Books Magazine

A Christmas Classic: A Christmas Carol

By Chris Mills @landing_tales

I hope you are all enjoying the Christmas break and managing to fit in a spot of reading in between dealing with the left-over turkey and stuffing. Here on The Landing we’ve been revisiting the old favourites, one of which is DickensA Christmas Carol (1843). I’ve been reading this aloud (but not, alas, in a very Dickensian manner) over the last couple of evenings. Last year we all went to see Clive  Francis performing his one man show of A Christmas Carol at the Mill Theatre in Dundrum, Dublin. While I can’t hope to emulate that fine version of the story, I have enjoyed our own reading of Scrooge’s Christmas journey towards a kinder, more generous life. And I still find Mr Fezziwig’s jolly party to be one of my most favourite episodes in Scrooge’s history.

A Christmas Carol

Searle’s take on Dickens

Last Christmas I featured Dickens’ A Christmas Tree in my Advent series so it’s about time his most famous story got a look in here. This edition of A Christmas Carol contains illustrations by the wonderful Ronald Searle and was first published by Perpetua Books in 1960. I can’t remember when I acquired it, suffice to say it was several years ago when I was living in Birmingham. According to the title page, the book used to belong to a family from Moseley; now it seems to be quite settled on The Landing in Dublin.
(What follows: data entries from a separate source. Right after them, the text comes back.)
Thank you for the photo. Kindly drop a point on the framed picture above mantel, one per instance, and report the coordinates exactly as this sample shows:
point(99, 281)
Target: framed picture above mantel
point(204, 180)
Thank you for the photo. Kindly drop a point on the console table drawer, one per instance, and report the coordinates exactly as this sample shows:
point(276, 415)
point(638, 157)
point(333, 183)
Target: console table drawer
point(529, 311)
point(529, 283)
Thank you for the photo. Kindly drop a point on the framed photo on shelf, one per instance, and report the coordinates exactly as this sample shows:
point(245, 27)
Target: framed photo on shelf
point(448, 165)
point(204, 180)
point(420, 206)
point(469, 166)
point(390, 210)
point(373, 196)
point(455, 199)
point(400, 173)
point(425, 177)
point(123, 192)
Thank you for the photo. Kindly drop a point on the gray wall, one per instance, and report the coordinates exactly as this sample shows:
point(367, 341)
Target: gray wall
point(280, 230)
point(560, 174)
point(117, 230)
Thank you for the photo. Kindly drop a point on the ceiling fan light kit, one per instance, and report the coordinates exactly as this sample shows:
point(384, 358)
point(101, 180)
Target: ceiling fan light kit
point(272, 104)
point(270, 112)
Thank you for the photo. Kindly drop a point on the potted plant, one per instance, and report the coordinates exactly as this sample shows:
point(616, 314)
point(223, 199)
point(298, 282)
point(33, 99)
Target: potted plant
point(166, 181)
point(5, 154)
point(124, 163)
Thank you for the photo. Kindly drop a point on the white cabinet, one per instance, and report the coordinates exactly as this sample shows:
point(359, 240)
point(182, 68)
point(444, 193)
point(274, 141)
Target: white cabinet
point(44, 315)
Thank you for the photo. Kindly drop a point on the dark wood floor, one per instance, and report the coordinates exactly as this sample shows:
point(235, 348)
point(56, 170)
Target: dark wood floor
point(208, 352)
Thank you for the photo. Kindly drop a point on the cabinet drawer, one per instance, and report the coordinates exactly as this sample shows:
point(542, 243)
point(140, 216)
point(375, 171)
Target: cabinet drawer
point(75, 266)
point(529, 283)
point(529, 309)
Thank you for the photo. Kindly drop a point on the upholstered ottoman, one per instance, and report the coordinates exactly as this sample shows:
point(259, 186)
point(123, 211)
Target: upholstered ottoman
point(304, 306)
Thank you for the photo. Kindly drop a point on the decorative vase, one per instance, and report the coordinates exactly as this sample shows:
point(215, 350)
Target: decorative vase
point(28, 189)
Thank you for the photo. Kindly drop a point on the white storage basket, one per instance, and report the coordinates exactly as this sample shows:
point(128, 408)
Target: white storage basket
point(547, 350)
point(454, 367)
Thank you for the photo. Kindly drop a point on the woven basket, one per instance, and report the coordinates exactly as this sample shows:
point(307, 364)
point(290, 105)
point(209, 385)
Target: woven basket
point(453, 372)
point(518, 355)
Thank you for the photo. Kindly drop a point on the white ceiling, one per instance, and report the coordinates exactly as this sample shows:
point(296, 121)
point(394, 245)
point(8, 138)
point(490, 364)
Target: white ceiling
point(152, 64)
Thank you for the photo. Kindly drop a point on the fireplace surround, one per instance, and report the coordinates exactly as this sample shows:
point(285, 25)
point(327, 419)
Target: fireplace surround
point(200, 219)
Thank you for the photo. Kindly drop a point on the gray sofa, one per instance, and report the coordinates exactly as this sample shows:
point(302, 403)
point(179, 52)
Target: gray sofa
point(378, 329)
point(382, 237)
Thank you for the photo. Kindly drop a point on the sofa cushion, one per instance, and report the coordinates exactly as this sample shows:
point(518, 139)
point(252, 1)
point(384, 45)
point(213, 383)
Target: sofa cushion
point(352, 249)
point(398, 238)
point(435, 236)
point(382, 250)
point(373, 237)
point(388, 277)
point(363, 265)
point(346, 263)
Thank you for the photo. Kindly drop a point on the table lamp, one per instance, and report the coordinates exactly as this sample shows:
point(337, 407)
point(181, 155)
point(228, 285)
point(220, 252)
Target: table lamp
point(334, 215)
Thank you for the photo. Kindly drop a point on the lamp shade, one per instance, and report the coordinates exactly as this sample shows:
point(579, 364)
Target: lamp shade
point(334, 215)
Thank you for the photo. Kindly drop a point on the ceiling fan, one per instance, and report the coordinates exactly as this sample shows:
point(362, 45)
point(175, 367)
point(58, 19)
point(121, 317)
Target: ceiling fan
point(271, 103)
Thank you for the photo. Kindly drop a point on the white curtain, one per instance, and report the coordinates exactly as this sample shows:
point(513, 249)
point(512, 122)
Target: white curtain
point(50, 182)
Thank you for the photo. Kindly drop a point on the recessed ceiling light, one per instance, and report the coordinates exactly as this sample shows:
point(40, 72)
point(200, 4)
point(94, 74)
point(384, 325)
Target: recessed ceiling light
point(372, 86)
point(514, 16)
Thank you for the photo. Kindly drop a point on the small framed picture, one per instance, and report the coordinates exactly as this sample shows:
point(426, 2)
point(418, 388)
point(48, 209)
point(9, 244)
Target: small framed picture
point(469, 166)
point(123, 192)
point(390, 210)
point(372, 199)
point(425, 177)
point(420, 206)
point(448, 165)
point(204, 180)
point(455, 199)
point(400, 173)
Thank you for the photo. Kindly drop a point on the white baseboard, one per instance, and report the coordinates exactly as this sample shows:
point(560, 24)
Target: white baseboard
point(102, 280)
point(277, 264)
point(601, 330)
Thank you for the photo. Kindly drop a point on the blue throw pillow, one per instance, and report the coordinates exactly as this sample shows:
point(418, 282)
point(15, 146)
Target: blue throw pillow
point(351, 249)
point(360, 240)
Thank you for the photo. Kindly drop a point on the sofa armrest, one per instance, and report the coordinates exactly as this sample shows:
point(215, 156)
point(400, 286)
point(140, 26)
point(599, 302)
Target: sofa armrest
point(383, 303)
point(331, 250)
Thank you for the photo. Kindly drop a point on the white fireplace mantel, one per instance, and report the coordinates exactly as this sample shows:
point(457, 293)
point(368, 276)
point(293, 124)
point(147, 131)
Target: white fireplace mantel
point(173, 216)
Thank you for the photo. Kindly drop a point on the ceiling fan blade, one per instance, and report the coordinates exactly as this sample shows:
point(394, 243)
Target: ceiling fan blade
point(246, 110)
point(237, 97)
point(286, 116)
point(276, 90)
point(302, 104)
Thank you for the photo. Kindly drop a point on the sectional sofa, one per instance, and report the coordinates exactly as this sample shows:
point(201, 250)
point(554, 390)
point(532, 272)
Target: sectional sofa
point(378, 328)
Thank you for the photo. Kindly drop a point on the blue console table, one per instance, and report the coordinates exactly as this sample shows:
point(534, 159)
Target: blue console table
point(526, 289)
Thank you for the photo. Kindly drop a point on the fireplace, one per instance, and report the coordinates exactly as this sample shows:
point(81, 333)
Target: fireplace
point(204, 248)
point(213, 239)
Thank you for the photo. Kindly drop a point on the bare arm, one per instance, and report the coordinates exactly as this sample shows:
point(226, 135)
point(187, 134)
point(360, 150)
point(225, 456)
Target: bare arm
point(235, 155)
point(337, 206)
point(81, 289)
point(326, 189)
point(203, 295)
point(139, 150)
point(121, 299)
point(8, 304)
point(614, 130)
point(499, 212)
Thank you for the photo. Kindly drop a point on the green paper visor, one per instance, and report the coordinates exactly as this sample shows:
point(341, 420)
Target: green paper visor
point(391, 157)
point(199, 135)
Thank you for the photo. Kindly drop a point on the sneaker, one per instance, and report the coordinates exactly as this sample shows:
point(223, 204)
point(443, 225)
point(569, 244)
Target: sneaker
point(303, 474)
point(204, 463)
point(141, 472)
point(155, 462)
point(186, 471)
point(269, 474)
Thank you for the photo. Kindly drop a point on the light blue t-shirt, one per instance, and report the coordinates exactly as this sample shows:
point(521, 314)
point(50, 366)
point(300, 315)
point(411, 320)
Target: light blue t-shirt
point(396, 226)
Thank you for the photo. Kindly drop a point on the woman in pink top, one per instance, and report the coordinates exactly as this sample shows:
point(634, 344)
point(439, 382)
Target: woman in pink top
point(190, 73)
I would like to give you more of Searle’s illustrations, but I’ll have to content myself with scanning in the back cover for the present. You’d be hard pressed to find a better impression of Bob and Tiny Tim anywhere in print. And how else should the back cover be decorated except with a picture of Tiny Tim ‘who did NOT die’ and to whom Scrooge ’became a second father’?

Tiny Tim and Bob Cratchit

A jolly way to end…

Wishing you all a very Happy Christmas from The Landing Book Shelves!